There was silence as Mrs. Barnett pondered the question. “You know, I don’t believe I did. No, I didn’t, ’cause the flashlight was on Jim Lee’s side of the bed and I didn’t have no light. I remember reaching for my specs, trying to feel them on the nightstand with my hand, but I was so nervous and Jim Lee was already at the door going into the living room, and I was ’fraid he was goin’ downstairs by hisself.”
“So you didn’t have on your glasses—which you say you need—and you did have a flashlight, and you started down the stairs—”
“That’s right.”
“And did you and your husband go straight down the stairs and into the store—”
“Yes—”
“—or did you stop on the stairs, just for a moment or two?”
“Come to think of it, you know we did stop. That’s when we saw them.”
“Saw whom?
”
“The nigras.”
“I see. About how far would you say you were from the intruders? Could you tell us in relationship to the courtroom?”
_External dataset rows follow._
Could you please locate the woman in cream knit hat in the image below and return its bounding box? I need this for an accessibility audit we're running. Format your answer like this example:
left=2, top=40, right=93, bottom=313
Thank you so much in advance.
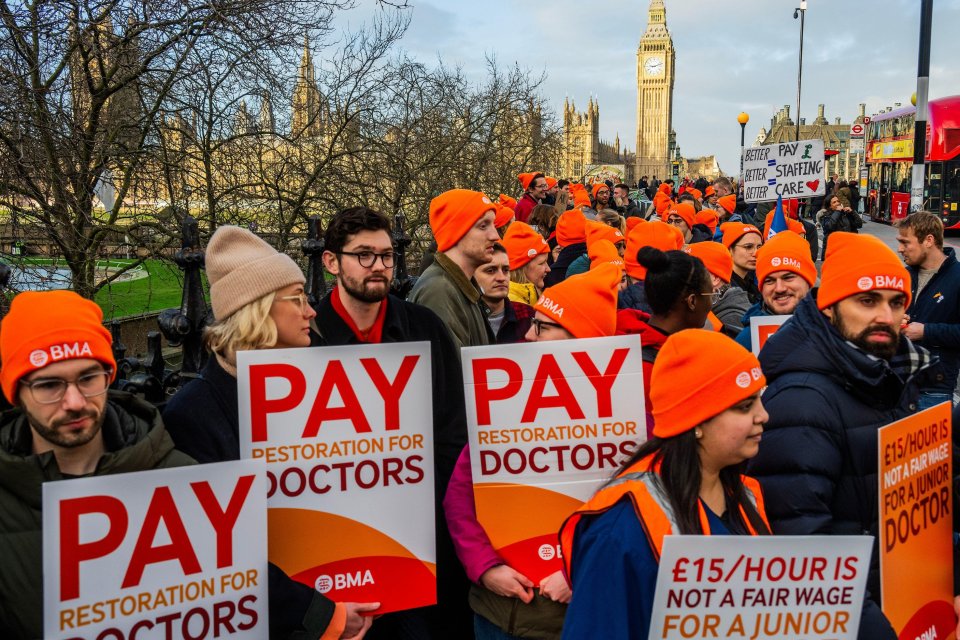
left=163, top=226, right=380, bottom=640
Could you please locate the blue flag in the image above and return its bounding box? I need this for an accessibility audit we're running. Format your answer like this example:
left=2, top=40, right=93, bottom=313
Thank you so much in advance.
left=767, top=196, right=787, bottom=240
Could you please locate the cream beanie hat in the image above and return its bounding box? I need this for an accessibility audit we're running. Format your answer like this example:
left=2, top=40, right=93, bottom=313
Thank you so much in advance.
left=206, top=226, right=307, bottom=320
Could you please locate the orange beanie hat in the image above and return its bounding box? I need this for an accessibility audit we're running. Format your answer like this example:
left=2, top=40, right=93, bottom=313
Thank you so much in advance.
left=573, top=189, right=593, bottom=209
left=650, top=329, right=767, bottom=438
left=557, top=209, right=587, bottom=247
left=623, top=221, right=683, bottom=280
left=693, top=209, right=720, bottom=233
left=820, top=231, right=911, bottom=310
left=493, top=202, right=515, bottom=229
left=0, top=291, right=117, bottom=404
left=430, top=189, right=497, bottom=251
left=500, top=221, right=550, bottom=271
left=720, top=222, right=763, bottom=249
left=757, top=231, right=817, bottom=287
left=517, top=171, right=537, bottom=191
left=533, top=264, right=620, bottom=340
left=684, top=242, right=733, bottom=282
left=717, top=193, right=737, bottom=213
left=665, top=202, right=697, bottom=229
left=584, top=220, right=626, bottom=248
left=587, top=240, right=623, bottom=273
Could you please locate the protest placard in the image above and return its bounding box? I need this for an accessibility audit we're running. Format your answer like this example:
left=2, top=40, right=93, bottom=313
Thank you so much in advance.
left=743, top=140, right=826, bottom=202
left=43, top=461, right=268, bottom=640
left=461, top=336, right=646, bottom=583
left=877, top=402, right=956, bottom=639
left=750, top=315, right=793, bottom=356
left=649, top=536, right=873, bottom=640
left=237, top=342, right=436, bottom=613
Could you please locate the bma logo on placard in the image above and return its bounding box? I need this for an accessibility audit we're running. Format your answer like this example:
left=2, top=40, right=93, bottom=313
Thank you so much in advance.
left=314, top=569, right=376, bottom=593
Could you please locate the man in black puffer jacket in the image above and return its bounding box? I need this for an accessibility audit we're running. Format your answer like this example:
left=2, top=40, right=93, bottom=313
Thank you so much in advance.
left=748, top=232, right=933, bottom=640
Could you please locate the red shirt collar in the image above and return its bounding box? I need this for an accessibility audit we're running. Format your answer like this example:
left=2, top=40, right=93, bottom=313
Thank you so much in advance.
left=330, top=287, right=387, bottom=344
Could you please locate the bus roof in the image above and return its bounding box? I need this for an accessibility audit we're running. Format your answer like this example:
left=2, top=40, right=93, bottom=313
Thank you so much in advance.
left=870, top=96, right=960, bottom=162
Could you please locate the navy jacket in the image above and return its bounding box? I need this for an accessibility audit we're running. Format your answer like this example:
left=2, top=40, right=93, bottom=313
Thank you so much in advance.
left=563, top=498, right=749, bottom=640
left=543, top=242, right=587, bottom=287
left=907, top=247, right=960, bottom=394
left=748, top=295, right=931, bottom=638
left=735, top=301, right=770, bottom=351
left=617, top=280, right=653, bottom=314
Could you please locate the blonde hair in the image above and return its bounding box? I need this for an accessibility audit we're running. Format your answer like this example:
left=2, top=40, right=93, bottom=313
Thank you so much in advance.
left=203, top=292, right=277, bottom=363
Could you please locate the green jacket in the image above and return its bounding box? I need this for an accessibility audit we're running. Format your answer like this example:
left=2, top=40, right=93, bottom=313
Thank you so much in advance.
left=409, top=251, right=496, bottom=352
left=0, top=391, right=195, bottom=640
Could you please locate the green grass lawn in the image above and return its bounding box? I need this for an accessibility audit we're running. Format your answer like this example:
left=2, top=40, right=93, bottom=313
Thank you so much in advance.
left=7, top=257, right=207, bottom=320
left=95, top=260, right=206, bottom=319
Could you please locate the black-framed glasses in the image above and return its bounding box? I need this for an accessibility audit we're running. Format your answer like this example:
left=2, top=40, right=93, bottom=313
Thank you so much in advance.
left=20, top=369, right=113, bottom=404
left=530, top=318, right=563, bottom=337
left=337, top=251, right=395, bottom=269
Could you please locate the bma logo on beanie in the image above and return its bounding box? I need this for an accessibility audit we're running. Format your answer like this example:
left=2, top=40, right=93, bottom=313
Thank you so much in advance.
left=736, top=367, right=763, bottom=389
left=29, top=342, right=93, bottom=369
left=537, top=296, right=563, bottom=319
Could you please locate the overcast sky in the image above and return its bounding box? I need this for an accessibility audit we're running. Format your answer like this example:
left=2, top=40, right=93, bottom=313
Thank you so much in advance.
left=342, top=0, right=960, bottom=173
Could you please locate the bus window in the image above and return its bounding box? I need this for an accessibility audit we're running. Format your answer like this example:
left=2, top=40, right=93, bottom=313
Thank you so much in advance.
left=943, top=160, right=960, bottom=208
left=923, top=162, right=943, bottom=213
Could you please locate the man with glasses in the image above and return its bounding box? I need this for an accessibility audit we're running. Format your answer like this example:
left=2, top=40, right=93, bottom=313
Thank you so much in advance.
left=313, top=208, right=476, bottom=639
left=737, top=231, right=817, bottom=349
left=0, top=291, right=194, bottom=638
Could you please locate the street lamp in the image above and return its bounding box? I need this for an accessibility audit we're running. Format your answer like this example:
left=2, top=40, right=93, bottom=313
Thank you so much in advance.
left=737, top=111, right=750, bottom=189
left=910, top=0, right=933, bottom=213
left=793, top=0, right=807, bottom=141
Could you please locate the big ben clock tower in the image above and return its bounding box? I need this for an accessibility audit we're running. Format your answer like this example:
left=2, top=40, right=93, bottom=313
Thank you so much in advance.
left=636, top=0, right=676, bottom=180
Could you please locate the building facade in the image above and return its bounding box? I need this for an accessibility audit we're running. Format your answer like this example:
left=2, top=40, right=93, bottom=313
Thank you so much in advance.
left=561, top=96, right=636, bottom=183
left=758, top=104, right=867, bottom=180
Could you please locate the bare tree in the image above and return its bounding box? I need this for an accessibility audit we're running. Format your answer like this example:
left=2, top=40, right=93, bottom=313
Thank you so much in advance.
left=0, top=0, right=352, bottom=297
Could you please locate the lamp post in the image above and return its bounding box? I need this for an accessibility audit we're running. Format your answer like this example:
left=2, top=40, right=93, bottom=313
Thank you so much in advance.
left=793, top=0, right=807, bottom=141
left=910, top=0, right=933, bottom=213
left=737, top=111, right=750, bottom=191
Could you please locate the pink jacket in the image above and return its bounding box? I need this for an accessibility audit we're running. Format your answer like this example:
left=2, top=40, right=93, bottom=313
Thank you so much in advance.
left=443, top=445, right=505, bottom=584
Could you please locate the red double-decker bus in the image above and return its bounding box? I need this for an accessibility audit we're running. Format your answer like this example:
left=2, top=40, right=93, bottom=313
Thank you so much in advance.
left=865, top=96, right=960, bottom=229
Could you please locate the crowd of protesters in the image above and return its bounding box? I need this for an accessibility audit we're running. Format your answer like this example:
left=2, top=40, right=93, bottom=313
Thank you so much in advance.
left=0, top=166, right=960, bottom=640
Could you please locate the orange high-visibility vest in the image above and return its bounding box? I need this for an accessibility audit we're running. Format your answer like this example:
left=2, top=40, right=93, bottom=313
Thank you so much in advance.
left=560, top=455, right=770, bottom=581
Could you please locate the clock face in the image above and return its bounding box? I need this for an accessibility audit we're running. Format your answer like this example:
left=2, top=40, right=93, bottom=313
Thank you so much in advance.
left=643, top=56, right=663, bottom=76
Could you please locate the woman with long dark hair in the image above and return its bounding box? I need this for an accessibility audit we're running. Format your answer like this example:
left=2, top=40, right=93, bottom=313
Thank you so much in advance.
left=560, top=329, right=770, bottom=640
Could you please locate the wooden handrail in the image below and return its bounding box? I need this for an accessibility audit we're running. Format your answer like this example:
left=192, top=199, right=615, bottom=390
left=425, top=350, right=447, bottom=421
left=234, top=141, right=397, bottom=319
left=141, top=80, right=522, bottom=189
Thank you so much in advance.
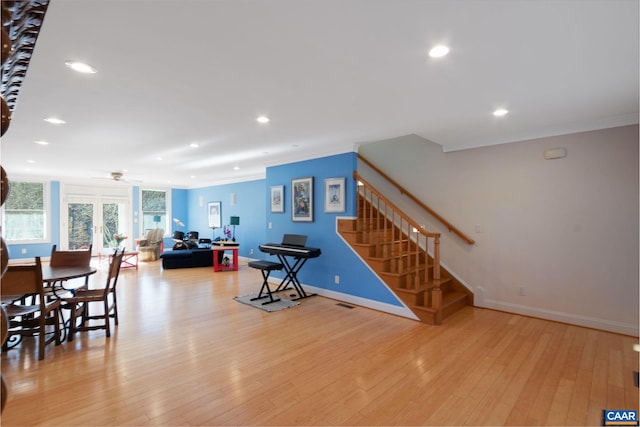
left=353, top=172, right=440, bottom=241
left=356, top=153, right=476, bottom=245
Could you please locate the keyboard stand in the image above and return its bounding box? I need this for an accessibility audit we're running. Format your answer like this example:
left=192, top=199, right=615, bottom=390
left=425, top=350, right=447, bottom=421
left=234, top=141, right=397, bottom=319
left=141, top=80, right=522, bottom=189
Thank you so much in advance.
left=273, top=254, right=317, bottom=301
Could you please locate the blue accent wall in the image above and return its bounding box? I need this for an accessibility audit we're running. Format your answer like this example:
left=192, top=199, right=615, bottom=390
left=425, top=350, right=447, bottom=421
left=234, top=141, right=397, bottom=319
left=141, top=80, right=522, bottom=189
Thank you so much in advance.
left=187, top=180, right=267, bottom=258
left=260, top=153, right=402, bottom=306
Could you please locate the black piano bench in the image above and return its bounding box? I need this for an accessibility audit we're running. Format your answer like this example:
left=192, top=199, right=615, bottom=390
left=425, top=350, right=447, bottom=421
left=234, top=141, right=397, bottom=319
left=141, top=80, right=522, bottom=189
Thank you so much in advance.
left=249, top=261, right=283, bottom=305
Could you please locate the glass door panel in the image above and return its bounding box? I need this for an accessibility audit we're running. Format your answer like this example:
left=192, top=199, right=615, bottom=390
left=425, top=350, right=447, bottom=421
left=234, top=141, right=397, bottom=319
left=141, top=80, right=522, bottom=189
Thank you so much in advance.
left=67, top=203, right=95, bottom=250
left=101, top=201, right=130, bottom=248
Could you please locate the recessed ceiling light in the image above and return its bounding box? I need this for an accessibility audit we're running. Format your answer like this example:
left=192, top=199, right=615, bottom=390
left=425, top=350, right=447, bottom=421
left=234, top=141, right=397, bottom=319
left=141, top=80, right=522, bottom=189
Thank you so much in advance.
left=64, top=61, right=98, bottom=74
left=44, top=117, right=67, bottom=125
left=429, top=44, right=449, bottom=58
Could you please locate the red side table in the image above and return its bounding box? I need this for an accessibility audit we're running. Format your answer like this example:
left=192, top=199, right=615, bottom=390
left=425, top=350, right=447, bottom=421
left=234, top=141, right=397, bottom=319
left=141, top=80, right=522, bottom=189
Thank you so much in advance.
left=211, top=242, right=240, bottom=272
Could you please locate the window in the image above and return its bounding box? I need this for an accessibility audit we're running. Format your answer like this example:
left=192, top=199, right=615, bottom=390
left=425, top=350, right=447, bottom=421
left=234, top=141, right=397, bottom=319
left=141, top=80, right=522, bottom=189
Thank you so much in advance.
left=2, top=181, right=48, bottom=243
left=141, top=190, right=167, bottom=232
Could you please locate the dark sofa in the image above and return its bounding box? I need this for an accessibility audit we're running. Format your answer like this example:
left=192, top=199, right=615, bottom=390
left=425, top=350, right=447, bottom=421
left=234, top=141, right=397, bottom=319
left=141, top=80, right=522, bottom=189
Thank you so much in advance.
left=160, top=248, right=222, bottom=270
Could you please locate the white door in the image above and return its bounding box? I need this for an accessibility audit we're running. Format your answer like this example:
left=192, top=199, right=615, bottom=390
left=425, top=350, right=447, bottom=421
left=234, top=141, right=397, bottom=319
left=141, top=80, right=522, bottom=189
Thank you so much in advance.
left=60, top=196, right=131, bottom=253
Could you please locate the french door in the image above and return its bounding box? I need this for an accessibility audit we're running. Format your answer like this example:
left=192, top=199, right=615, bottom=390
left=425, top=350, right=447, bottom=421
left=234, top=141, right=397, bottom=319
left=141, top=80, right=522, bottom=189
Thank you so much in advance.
left=60, top=196, right=130, bottom=253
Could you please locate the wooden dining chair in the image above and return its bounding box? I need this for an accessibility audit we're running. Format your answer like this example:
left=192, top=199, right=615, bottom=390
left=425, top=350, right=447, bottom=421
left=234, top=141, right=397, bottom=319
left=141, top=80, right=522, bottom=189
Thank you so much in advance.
left=0, top=257, right=61, bottom=360
left=62, top=248, right=125, bottom=341
left=45, top=245, right=93, bottom=291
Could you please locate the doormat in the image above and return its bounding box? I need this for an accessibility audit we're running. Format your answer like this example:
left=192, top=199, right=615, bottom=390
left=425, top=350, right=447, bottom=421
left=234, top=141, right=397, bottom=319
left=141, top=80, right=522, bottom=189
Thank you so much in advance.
left=234, top=294, right=300, bottom=312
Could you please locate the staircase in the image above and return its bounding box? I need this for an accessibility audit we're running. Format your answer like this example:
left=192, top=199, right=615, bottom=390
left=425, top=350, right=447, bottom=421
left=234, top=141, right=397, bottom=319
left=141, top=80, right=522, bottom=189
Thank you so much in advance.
left=338, top=173, right=473, bottom=325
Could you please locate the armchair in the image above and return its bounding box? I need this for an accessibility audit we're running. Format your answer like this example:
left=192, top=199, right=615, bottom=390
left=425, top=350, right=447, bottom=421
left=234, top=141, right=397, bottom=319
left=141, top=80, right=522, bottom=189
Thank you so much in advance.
left=138, top=228, right=164, bottom=261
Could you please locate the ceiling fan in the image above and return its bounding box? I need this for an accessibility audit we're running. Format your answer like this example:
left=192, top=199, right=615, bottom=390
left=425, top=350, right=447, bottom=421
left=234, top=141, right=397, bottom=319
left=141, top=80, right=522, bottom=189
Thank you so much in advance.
left=93, top=171, right=141, bottom=182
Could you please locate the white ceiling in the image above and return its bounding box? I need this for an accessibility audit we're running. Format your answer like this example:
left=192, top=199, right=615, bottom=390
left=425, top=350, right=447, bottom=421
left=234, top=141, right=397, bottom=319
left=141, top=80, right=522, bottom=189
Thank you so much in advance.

Mrs. Barnett frowned again. “’Bout as far back as them middle benches there, I’d reckon.”
Mr. Jamison nodded. “About twenty feet then.”
“Yes,” she agreed.
“And just where were the intruders standing when you first saw them?”
“Well, one of them was at the gun counter and them other two was by the safe.”
“You stated previously that one of the intruders struggled with Mr. Barnett and another one hit him from behind with the axe. Now which two men were involved in this? The ones at the safe, or did the one from the counter join in?”
“It was them two by the safe, but I figure that other one would’ve joined in if he’d’ve gotten a chance.”
“Just answer the question, Clara,” Judge Havershack said from his bench. “Wade didn’t ask you about what that fella would’ve done.”
Mrs. Barnett heaved an exasperated sigh.
“It was the two by the safe,” Mr. Jamison repeated. “Did that third person—the one by the gun counter—strike Mr. Barnett at all or attempt to harm him physically in any way?”
Mrs. Barnett conceded that he had not.
“Now, Mrs. Barnett, when your husband went down the steps, did he still have the flashlight?”
“He did. Used it to defend hisself ’gainst them murderers. Dropped it when he fell. Light stayed on though, so’s I was able to see.”
“Mrs. Barnett, you said that you saw three Negroes. I understand from Dr. Crandon that for many people with uncorrected myopic vision—nearsightedness—everything is blurred from a distance of twenty feet and that they would not be able to define any facial features. Were you able to distinguish the facial features of the intruders?”